Most of my applications didn’t even get me a callback. I did get one bite from a company that did hardware design with some embedded programming. They asked me to complete a programming challenge. It was actually a bit lower-level than what I usually did, but was at least in my ballpark. I was given 24 hours to complete it. I ended up staying awake until 3 in the morning after doing the necessary research, but I did in fact finish the challenge. I sent it to the address I was given, with an explanation that I hoped it was what they were looking for. I got a call back from the guy the next day. He told me he was impressed with what I had created, but the other circumstances of my application (I was an American in New Zealand on a visa and my experience wasn’t in embedded programming) meant that they were going to pass. No hard feelings there; I was just grateful to get a callback!
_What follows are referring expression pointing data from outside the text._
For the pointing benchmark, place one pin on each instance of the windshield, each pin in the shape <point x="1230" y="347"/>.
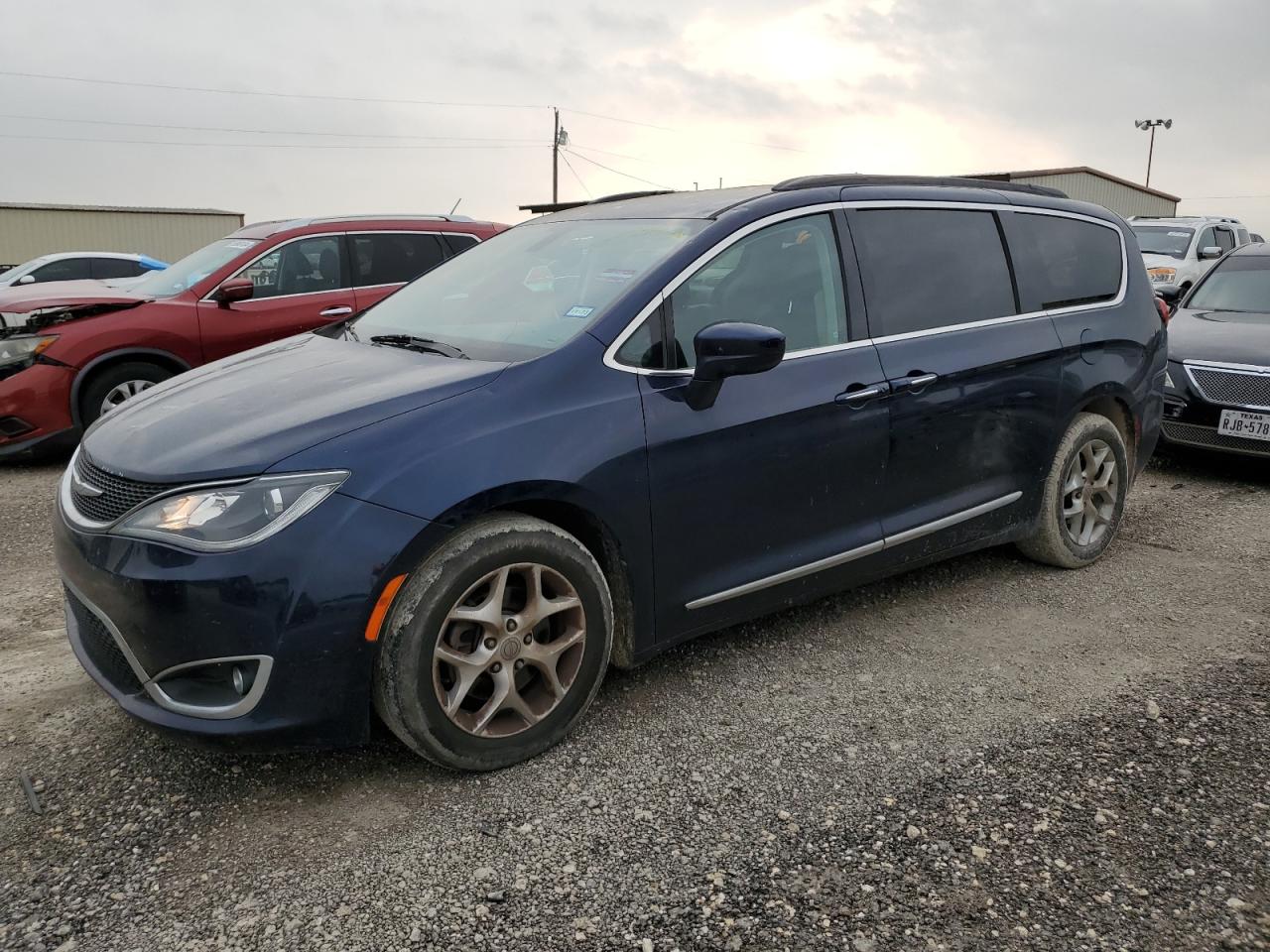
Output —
<point x="190" y="270"/>
<point x="1236" y="285"/>
<point x="529" y="290"/>
<point x="1164" y="240"/>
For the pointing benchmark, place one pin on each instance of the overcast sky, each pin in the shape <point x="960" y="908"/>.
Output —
<point x="743" y="90"/>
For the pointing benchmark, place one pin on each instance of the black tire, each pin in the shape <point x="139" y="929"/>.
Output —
<point x="405" y="697"/>
<point x="105" y="380"/>
<point x="1053" y="542"/>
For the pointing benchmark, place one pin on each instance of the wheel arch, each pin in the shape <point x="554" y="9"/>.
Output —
<point x="1114" y="403"/>
<point x="163" y="358"/>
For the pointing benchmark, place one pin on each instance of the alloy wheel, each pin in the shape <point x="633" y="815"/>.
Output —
<point x="126" y="390"/>
<point x="1091" y="490"/>
<point x="509" y="651"/>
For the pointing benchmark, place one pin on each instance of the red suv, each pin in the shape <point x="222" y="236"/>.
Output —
<point x="73" y="350"/>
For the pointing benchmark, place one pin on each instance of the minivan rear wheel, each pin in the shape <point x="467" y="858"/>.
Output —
<point x="1083" y="499"/>
<point x="116" y="385"/>
<point x="495" y="647"/>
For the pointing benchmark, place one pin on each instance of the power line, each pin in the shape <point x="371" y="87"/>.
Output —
<point x="314" y="96"/>
<point x="275" y="95"/>
<point x="255" y="145"/>
<point x="603" y="151"/>
<point x="681" y="132"/>
<point x="576" y="176"/>
<point x="264" y="132"/>
<point x="625" y="175"/>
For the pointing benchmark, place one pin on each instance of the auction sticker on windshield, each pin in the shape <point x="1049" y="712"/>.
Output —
<point x="1237" y="422"/>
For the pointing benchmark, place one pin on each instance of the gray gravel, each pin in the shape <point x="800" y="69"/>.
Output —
<point x="980" y="754"/>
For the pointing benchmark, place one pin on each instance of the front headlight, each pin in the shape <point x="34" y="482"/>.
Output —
<point x="220" y="518"/>
<point x="17" y="353"/>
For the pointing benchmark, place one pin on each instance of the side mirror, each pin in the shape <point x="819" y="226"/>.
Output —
<point x="234" y="290"/>
<point x="730" y="349"/>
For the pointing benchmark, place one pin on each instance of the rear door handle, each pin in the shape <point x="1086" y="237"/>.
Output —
<point x="915" y="381"/>
<point x="860" y="397"/>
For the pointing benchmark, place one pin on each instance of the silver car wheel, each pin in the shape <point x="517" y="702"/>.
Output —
<point x="1091" y="489"/>
<point x="119" y="393"/>
<point x="509" y="651"/>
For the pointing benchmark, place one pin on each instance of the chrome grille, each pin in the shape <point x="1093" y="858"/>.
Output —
<point x="1232" y="388"/>
<point x="118" y="494"/>
<point x="1207" y="436"/>
<point x="100" y="648"/>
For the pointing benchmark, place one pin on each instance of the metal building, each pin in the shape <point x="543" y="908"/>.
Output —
<point x="168" y="234"/>
<point x="1086" y="184"/>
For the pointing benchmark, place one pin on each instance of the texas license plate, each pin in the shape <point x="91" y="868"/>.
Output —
<point x="1237" y="422"/>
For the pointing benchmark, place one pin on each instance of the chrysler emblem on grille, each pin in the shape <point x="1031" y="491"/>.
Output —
<point x="84" y="489"/>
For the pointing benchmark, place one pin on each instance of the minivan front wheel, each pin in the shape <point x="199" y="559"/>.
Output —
<point x="495" y="647"/>
<point x="1083" y="499"/>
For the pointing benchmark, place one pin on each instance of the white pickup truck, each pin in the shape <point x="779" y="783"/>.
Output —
<point x="1179" y="250"/>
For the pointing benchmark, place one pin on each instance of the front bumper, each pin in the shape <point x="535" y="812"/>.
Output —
<point x="293" y="610"/>
<point x="36" y="411"/>
<point x="1192" y="419"/>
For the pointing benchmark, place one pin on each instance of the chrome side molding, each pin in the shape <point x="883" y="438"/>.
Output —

(I feel like in many of these stories I tell the common theme is that my work speaks for itself and makes up for my many other obvious deficiencies. I had been hoping that the same would be true in this scenario as well. Unfortunately, not.)
After three months of searching, I finally gave up. I decided I would look in the US for a job that would let me work remotely from New Zealand. I was still committed to living in my adoptive home, but it seemed the path forward wasn’t destined to be as easy as I had hoped.
As expected, it was not a long search before I started getting some bites. I got pretty far in the process with one company, but in the end they decided they weren’t interested in a remote employee in New Zealand. I also got strung along by another company for a while before I realized they were just not good at hiring and decided to move on. But it was not too long before I found a position that seemed genuinely interesting: working for Lenovo (a computer manufacturer) on Chrome OS.
Chrome OS, the operating system that runs on Chromebooks, is developed by Google. But it is also partially open source, and this allows vendors like Lenovo, Acer, Samsung, and others to not just customize the user experience to some degree but also to potentially modify the system itself and contribute those modifications back to the community. Lenovo wanted to create a team of engineers who would become experts in Chrome OS, building a solid portfolio of these Chromebooks that would establish them as a market leader in the low-cost computing arena.
This work sounded interesting to me. They were also willing to let me work remotely from New Zealand! And, coincidentally, their building was about three miles from my house in North Carolina. This geographic colocation was helpful because I would have to travel back to the US for a bit to ramp up, and then would return to New Zealand to become a fully remote employee.
Things never work out quite as well as they seem, but that’s all a story for later. At least I could stop job hunting!